Here's what I do remember: In the midst of what might have been my first surge of teenage testosterone, I started rating every girl my age or older I saw that day from 1 to 10. It sounds kind of lecherous now, but for 13, it seemed logical, particularly if I felt bored that day.

Sometime in the late afternoon, the skies opened up with a deluge that chased most people from the park. We had reserved a table for dinner at Cinderella's castle and made it there before the downpour really got bad. Families were trudging in soaked, and I remember seeing a girl my age wearing flip-flops, shorts, and a plastic garbage bag in lieu of a raincoat (I gave her a rating when I saw her). We ate dinner and enjoyed the rest of our time at the park, after the rain had ended.

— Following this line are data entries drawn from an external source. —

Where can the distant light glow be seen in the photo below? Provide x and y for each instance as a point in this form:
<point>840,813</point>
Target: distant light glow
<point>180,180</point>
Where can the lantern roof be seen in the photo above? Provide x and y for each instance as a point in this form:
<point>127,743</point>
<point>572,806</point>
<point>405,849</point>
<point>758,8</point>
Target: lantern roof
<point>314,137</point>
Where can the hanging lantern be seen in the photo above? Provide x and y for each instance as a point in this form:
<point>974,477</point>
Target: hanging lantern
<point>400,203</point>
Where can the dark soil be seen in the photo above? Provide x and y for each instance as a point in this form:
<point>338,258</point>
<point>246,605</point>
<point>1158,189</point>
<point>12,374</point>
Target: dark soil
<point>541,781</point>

I distinctly remember the other parks we went to in Disney on this trip (for future posts). Strange for the Magic Kingdom, the memories just aren't there for 1984. I know I had fun -- we must have went on the roller coasters and Pirates of the Caribbean. But I do remember the rain. And the numbers ...

Wednesday, April 1, 2015

Vacation 1984: The beginning

We took two major vacations in my childhood, both driving trips, both to Florida. The first was in 1982, which I blogged extensively about a few years ago. Here is my first installment of the second, from April 1984. I meant to do this last year but never got around to it, so here it is a year later. Or more exactly, 31 years later.

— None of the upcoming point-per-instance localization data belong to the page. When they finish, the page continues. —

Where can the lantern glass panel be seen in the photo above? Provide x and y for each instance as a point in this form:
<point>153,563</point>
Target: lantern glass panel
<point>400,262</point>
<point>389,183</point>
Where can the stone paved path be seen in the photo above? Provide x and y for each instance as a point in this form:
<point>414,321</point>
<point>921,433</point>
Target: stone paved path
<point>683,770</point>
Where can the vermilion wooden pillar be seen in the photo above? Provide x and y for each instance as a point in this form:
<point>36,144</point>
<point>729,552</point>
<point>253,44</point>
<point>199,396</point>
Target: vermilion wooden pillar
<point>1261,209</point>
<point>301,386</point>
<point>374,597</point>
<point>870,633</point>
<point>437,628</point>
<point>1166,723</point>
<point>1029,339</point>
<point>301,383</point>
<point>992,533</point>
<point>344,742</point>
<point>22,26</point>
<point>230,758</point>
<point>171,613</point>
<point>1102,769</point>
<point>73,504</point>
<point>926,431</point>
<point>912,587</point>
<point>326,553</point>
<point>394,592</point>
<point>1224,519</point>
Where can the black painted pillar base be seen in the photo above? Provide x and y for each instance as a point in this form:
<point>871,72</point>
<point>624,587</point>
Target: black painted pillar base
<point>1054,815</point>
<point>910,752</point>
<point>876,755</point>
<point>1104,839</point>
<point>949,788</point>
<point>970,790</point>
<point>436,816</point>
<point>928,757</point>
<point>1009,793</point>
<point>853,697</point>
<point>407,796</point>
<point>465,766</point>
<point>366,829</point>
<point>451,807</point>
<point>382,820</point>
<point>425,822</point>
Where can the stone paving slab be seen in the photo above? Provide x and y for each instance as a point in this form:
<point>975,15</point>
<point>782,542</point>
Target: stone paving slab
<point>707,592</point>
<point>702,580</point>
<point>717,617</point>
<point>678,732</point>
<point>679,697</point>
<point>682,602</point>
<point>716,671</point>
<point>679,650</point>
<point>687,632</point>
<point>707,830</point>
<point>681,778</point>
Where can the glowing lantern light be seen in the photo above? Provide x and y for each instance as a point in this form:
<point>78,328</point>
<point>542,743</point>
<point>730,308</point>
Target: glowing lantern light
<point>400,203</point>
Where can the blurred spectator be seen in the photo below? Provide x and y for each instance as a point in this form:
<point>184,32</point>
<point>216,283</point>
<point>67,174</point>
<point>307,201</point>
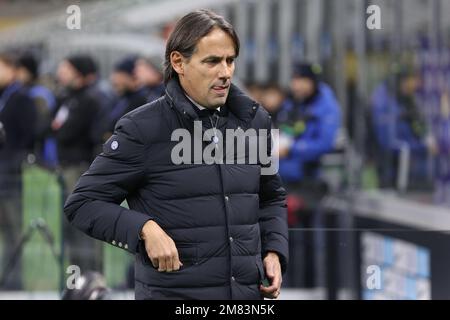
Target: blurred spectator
<point>150,78</point>
<point>272,98</point>
<point>18,116</point>
<point>76,130</point>
<point>45,102</point>
<point>127,88</point>
<point>255,91</point>
<point>309,120</point>
<point>397,123</point>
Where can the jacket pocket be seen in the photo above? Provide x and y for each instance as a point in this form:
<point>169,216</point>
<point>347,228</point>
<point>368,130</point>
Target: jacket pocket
<point>188,253</point>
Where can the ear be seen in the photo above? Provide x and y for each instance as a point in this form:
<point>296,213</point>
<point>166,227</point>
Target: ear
<point>177,61</point>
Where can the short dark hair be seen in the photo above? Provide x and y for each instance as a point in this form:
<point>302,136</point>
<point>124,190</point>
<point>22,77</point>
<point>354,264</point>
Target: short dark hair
<point>189,30</point>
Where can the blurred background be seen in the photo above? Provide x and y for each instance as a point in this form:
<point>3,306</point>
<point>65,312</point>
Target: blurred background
<point>360,95</point>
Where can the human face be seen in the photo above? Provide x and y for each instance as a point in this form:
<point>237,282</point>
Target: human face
<point>68,75</point>
<point>206,75</point>
<point>7,74</point>
<point>122,82</point>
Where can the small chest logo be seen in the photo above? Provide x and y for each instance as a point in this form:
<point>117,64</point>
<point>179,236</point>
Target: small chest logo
<point>114,145</point>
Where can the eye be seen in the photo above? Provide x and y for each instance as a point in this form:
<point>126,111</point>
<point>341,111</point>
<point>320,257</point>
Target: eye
<point>230,60</point>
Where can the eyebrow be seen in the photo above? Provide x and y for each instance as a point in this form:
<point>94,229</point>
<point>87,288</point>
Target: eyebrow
<point>217,58</point>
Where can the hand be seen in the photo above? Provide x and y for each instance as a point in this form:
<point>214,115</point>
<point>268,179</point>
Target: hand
<point>160,248</point>
<point>272,268</point>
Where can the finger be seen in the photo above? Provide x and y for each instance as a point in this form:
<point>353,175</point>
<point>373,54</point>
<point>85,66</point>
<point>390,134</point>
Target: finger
<point>155,262</point>
<point>276,281</point>
<point>270,270</point>
<point>169,264</point>
<point>269,295</point>
<point>268,290</point>
<point>162,264</point>
<point>177,263</point>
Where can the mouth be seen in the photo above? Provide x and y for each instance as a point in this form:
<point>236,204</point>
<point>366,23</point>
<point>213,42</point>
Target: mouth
<point>220,90</point>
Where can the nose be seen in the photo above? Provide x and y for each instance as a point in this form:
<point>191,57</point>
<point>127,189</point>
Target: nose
<point>225,71</point>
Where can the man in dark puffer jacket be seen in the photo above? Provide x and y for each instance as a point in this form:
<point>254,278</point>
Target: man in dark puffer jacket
<point>198,230</point>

We left in the evening, with the idea we would drive through the night. Our family car was a Oldsmobile diesel station wagon -- huge, with a roof carrier on the top, almost like the Griswolds in "Vacation." I had the whole back seat to myself, while the girls camped out in the back; with the rear-facing seat down, there was enough room for both of them to comfortably sleep. We departed, leaving Pepper behind with my Aunt JoAnn, who was house sitting for us. I stayed awake through the city and the south side, and the first toll in Indiana when my dad asked the worker if she ever got lonely that late at night. I eventually fell asleep.

Two hours later, I woke up and couldn't doze back off in the middle of the night. I stayed awake with Dad as he drove through Indianapolis. He found a soft rock station, and it and I were keeping him focused through the quiet, dark night. Indy was almost empty overnight, with the flashing light from the tallest building in town blinking quietly as a reminder that it was keeping watch on all driving through. I didn't fall asleep again until the sun came up.

We arrived in Atlanta late afternoon, and either found a hotel or my dad reserved it ahead of time (a Marriott). This trip seemed much less improvised than our first one. The girls and Dad swam in the hotel pool that was both indoor and outdoor. I played Astro Blaster in the adjacent arcade. The next morning, we completed the journey to Orlando, where the fun really began.